ADS DOES NOT disclose FICO scores of their borrowers. They are the only credit company in the S&P 500 that does not… this is beyond disturbing, because they intentionally cater to a lower than prime client. See the “Shopping Cart Trick” below.

And the Other Red Flags:

  • Many of ADS private label credit cards purposely do not offer an auto pay feature, which enables them to earn a higher ROE from late fees charged. This has already been the target of the FDIC and could go to the CFPB.
  • Comenity bank already has history of run-ins with regulators, and has been fined. CFPB is always a threat. (here)
  • ADS is possibly the only bank on the S&P 500 that does not disclose return on equity or return on assets.
  • ADS is the rare financial institution on the S&P 500 that has > $5 billion of debt and no credit rating.
  • The sub-prime book is becoming more apparent – you can see the connection to Lending Club of page 9 of their most recent 10-K.

Charge-offs are growing:

Lastly, and the Biggest Red Flag of them All, is Comenity’s Prominent Use of the “Shopping Cart Trick”

Citron believes that a big part of the online credit card business of Comenity is based on a widely known trick among the subprime community which allows consumers to get credit, especially high fee retail-branded credit cards, without a credit request ever getting put on your credit records or lowering your FICO score. Comenity is well aware of this credit loophole – you will be amazed of how popular it has become with the subprime community. Below are just three but there are literally hundreds of sites and videos dedicated to this Comenity “loophole.” Folks this is the Holy Grail of subprime lending:

(Source)

Other links documenting the same nonsensical sleight-of-hand – an engraved invitation to subprime customers – here and here.

So Why Do Investors Own ADS?

Simple: Investors buy ADS as a yield name as it boasts 10% free cash flow yields. Yet, using this metric for a bank instead of its price to book is like asking Ryan Lochte how his night was. You’ll get an answer; it’s just that reality might be a different story.

The company has said numerous times in SEC filings that in 2015 they generated $1.3 billion in free cash flow. This is not only misleading – in our opinion this is borderline fraudulent.

In a time where we all increasingly struggle to understand or delineate GAAP vs. non-GAAP figures, the SEC has attempted to add clarity with Regulation G. This regulation forces companies to “show their homework” when disclosing any non-GAAP financial measures, in this case when disclosing cash flows – Alliance Data Systems should show investors how they were calculated. They should provide a reconciliation of free cash flow to provided GAAP figures (as free cash flow is a non-GAAP figure). But Alliance Data Systems does not do this.

Research done by numerous accountant and industry experts has concluded that the actual free cash flow of ADS is less than half of what is disclosed, just $539 million … and here is the homework.

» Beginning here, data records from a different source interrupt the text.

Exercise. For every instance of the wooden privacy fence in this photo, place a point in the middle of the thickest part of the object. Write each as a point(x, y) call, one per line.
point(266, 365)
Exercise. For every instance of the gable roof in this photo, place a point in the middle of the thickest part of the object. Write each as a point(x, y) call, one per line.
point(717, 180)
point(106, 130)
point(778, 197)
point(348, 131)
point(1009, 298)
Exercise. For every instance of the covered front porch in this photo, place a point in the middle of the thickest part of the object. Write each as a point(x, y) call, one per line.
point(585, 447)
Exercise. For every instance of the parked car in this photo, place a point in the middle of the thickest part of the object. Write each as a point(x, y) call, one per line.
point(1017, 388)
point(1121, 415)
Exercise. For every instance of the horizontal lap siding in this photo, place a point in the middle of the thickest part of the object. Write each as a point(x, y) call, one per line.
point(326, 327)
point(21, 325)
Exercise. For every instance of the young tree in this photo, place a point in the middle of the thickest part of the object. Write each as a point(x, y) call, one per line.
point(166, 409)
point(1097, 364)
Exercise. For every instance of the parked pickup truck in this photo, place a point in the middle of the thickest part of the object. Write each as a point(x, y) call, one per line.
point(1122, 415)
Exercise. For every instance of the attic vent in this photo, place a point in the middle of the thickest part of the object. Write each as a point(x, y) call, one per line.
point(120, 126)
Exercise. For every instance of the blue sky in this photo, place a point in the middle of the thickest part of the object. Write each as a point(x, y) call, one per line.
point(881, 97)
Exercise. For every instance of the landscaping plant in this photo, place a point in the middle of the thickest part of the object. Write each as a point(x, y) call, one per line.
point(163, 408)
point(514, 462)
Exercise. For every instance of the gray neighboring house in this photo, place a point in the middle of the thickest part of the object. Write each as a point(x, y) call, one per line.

While ADS wants investors to believe that free cash flow = EBITDA less taxes, capex, interest – in reality and in their own former calculation it is… Net dividends from the two banks to the parent plus the free cash flow of the non bank businesses.

DUH!!!

Everyone knows that EBITDA is the most useless metric when looking at a bank … everyone except maybe ADS.

Conclusion

Citron has attempted to present this story as simply as possible. Goldman Sachs already understands the mispricing of ADS, and reports even its Sum of The Parts analysis is significantly lower than the stock’s current lofty levels. Now Credit Suisse is on board. Pretty soon, all of Wall Street will wake up and understand that at best Alliance Data Systems is a $100 stock. And if we see a recession or other threat to consumer credit default rates, the floor becomes the ceiling … overnight.

Disclosure: I am/we are short ADS.

I wrote this article myself, and it expresses my own opinions. I am not receiving compensation for it. I have no business relationship with any company whose stock is mentioned in this article.